When I opened the copy, I my face nearly disappeared into my mouth with cringe. The pages were full of lyrics of songs. Thankfully not my own. Lyrics of music I had tried to write down. Do you remember that? Guessing what the hell the lyrics were? You next to the tape player, biro ready. Pressing play. STOP! Scribble. What was that word? REWIND A BIT! — play again. STOP! And repeat ad nauseum. Like a forensics expert. Some songs gave up their lyrics easy. Others continue to baffle to this day. I wisely stayed away from REM. Since no one knows what the songs are about anyway, it’s really no surprise you would think “The SideWinder Sleeps tonight” chorus “Call me when you try to wake her” is “Don't even chat a baker up”.
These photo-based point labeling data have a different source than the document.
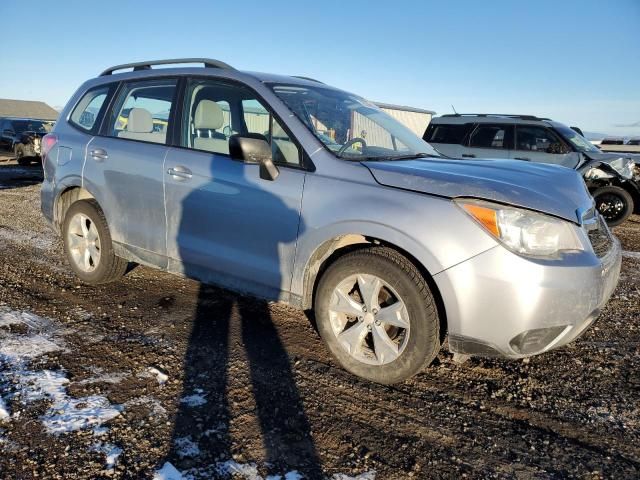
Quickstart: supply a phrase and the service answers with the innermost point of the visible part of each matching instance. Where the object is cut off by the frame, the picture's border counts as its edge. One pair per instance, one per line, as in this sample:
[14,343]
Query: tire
[615,204]
[83,221]
[404,290]
[20,158]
The songs I was transcribing were rap. I was bringing all the cultural heft that a 12-year-old on a Dripsey farm could muster to transcribe the works of Long Island New York hip-hop pioneers De La Soul. And in particular all four verses of Eye Know (1989)
The results are an embarrassing mix of lucky guesses and being miles off.
“welcome to my world of phrase. I'm right up to bat” becomes “welcome to my world of phraselight back to back.” “Pleasure principle” turns into “Pleasure of the Prince of Bull.”
“Quiz your involvements” SOMEHOW got mangled to “Push Your Baw-bleeks”.
I didn’t worry about what a baw-bleek was. I just assumed they meant something somewhere.
This would be fine if it stayed inside of the covers of the Capital Spicers product. But one day in Deerpark CBS, the First Year Business Studies teacher Mr Keenan just decided to give us homework off if enough of us sang a song.
Guess what this little shrimp still wearing his Confirmation Shoes sang in front of a class with a fair few hard chaws?
Yes. I rapped. The world’s whitest boy rapped. Saying words phonetically. Gibberish.
Thankfully no one noticed the phonetic lyrics. I think they were too taken aback. Even the hard chaws didn’t know where to look. In a school where you’d get a year of carefully honed slagging for a huge range of smaller crimes, a small boy from a small farm rapping was never mentioned again.
We got homework off but I think a lot of the lads would have gladly sorted out the accounts of the imaginary company rather than have had to witness me baw-bleek my way through hip-hop royalty. Just as well I didn’t do my back up song from NWA. That’s was on page two of my Capital Spicers songbook.
Thanks for the memorandum, 12 year-old Colm.